The killing of the animals captured Monday will bring to approximately 470 the number of bison slaughtered this winter. An estimated 130 more have been killed by hunters.
The captured bison had migrated from the deep snows of Yellowstone's high country in search of food at lower elevations.
With heavy snow falling Monday -- and the end of winter weather possibly months away -- the death toll this year is fast approaching the 1,016 bison killed during the winter of 2005-'06.
"All indications are that more are going to come out" of the park, said Christian Mackay with the Montana Department of Livestock.
Mackay said a herd of 180 bison has been lingering outside the park's western boundary. He said several dozen would be captured for slaughter today, with more to follow in coming days.
A member of a bison advocacy group hoped to block those operations by putting up a tent Monday on a platform inside a group of pens erected to hold the animals.
Buffalo Field Campaign spokesman Mike Mease said the unidentified member of his group wanted to make a statement about the government's measures against the nation's largest herd of wild bison.
"They've got their gunsights aimed at killing an awful lot of buffalo this year," Mease said. "It's time that the buffalo get as much rights as the holy cows do in this land."
Mackay said he was confident the protester would be removed and the pens would be ready to receive bison this morning.
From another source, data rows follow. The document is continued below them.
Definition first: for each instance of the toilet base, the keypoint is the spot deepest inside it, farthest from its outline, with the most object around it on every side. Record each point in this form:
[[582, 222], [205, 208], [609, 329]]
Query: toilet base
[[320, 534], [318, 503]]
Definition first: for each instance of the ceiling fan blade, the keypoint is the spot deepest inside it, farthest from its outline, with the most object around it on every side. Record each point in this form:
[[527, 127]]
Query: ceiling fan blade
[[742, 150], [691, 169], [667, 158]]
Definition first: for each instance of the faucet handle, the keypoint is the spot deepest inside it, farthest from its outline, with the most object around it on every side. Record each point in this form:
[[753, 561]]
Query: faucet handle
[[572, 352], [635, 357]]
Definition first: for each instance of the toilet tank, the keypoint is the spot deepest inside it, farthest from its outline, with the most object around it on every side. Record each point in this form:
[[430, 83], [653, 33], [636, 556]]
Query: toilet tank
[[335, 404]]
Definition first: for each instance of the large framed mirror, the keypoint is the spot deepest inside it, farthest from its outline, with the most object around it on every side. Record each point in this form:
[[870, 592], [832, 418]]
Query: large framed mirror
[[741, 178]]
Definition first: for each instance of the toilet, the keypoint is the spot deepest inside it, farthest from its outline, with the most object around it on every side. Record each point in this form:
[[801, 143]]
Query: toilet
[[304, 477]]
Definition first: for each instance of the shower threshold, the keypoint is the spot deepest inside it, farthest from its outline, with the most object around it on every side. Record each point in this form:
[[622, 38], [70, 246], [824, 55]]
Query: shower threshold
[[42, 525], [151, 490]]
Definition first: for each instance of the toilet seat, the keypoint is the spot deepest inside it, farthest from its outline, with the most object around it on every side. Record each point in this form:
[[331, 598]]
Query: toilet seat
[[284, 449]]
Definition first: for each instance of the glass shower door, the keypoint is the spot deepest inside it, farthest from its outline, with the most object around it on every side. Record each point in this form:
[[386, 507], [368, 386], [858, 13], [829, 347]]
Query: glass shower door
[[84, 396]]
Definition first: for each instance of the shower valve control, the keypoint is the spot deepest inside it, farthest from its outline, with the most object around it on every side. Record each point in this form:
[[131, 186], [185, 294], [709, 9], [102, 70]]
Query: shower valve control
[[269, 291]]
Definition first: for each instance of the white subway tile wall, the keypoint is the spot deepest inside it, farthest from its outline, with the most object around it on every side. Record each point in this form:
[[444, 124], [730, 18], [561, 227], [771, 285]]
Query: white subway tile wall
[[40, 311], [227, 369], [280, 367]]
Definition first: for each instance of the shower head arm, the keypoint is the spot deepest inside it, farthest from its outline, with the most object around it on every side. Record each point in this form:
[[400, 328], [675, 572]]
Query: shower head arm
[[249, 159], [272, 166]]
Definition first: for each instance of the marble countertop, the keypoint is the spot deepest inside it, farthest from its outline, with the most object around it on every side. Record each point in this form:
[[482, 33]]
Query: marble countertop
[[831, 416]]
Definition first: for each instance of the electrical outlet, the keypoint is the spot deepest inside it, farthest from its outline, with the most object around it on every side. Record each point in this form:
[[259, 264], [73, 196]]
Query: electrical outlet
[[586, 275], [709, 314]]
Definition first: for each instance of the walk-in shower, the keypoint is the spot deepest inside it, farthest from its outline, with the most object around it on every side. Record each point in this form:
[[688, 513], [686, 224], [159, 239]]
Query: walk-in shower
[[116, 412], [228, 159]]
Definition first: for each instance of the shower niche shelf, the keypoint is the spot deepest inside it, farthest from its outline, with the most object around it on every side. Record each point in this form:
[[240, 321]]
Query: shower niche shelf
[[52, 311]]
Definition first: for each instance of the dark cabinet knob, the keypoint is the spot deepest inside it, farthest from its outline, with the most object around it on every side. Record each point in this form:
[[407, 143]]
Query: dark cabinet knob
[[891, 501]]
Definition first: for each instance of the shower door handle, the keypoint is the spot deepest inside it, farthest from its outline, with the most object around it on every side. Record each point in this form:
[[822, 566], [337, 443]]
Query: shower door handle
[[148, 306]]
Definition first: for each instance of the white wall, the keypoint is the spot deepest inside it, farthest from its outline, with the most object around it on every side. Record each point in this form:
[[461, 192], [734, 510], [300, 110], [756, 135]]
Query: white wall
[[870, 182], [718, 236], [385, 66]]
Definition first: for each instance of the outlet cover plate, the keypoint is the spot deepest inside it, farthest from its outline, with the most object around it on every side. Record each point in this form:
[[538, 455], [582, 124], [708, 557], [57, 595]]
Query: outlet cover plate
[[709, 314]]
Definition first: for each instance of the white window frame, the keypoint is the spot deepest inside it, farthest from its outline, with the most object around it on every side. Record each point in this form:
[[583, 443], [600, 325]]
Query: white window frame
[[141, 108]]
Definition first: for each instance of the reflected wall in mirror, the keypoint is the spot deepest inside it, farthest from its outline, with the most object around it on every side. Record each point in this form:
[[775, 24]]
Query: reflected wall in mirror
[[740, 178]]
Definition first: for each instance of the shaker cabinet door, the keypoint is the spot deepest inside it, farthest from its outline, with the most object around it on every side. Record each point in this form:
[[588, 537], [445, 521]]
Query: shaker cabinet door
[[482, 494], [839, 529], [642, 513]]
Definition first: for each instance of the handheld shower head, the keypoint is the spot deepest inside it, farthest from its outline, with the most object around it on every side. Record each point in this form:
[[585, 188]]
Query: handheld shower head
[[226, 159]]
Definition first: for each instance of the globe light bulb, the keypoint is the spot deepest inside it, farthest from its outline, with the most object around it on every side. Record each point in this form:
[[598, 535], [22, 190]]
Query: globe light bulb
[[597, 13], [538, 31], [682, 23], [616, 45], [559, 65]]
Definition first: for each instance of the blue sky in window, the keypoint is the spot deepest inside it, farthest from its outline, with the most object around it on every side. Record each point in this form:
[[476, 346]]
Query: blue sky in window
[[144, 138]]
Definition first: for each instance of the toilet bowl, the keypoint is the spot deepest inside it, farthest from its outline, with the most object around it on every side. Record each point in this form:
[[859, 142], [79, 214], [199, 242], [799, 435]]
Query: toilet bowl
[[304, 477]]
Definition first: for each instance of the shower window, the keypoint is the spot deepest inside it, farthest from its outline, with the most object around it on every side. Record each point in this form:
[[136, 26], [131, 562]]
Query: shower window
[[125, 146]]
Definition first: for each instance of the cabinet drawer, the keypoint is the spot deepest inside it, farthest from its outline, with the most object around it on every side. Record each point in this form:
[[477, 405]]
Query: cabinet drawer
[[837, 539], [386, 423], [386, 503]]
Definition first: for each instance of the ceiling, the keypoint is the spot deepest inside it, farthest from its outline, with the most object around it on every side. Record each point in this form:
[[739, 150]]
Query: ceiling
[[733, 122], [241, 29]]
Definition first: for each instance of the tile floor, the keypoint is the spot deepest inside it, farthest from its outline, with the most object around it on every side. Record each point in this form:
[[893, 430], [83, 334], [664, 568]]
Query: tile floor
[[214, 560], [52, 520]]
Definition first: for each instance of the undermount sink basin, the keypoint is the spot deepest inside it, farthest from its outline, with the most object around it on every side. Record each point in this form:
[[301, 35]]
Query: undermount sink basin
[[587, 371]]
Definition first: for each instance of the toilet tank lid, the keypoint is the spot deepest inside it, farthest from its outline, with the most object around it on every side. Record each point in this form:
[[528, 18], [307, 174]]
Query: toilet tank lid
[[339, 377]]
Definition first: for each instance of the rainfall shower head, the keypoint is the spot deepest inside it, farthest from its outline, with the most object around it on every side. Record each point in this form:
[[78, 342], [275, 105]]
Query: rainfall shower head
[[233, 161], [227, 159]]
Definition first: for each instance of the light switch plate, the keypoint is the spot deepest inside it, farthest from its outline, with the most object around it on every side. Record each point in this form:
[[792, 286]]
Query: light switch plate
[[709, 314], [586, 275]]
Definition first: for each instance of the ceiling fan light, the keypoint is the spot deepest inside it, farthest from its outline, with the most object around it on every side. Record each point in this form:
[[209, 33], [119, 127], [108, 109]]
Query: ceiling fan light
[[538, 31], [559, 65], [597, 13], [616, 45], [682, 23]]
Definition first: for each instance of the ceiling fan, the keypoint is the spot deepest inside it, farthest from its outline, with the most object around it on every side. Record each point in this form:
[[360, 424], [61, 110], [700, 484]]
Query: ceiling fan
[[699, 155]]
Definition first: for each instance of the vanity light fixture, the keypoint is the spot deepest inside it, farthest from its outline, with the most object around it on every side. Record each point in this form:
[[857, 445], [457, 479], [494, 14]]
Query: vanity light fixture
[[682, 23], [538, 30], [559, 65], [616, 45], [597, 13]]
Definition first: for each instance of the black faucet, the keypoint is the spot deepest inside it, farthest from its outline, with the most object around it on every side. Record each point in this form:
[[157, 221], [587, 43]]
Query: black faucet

A representative of Montana's livestock industry said he "applauds" the Park Service's capture and slaughter operations this winter. Montana Stockgrowers Assn. Vice President Errol Rice said brucellosis remains a "real threat."
"We're still not discounting [the possible] transmission from bison to cattle," Rice said
Since Montana officials and several federal agencies signed the 2000 bison management agreement, more than 2,300 bison have been killed -- mostly through the slaughter program.
Yellowstone's bison herds totaled 4,700 animals at the start of the winter. The animals were exterminated from most of the rest of the country in the 1800s.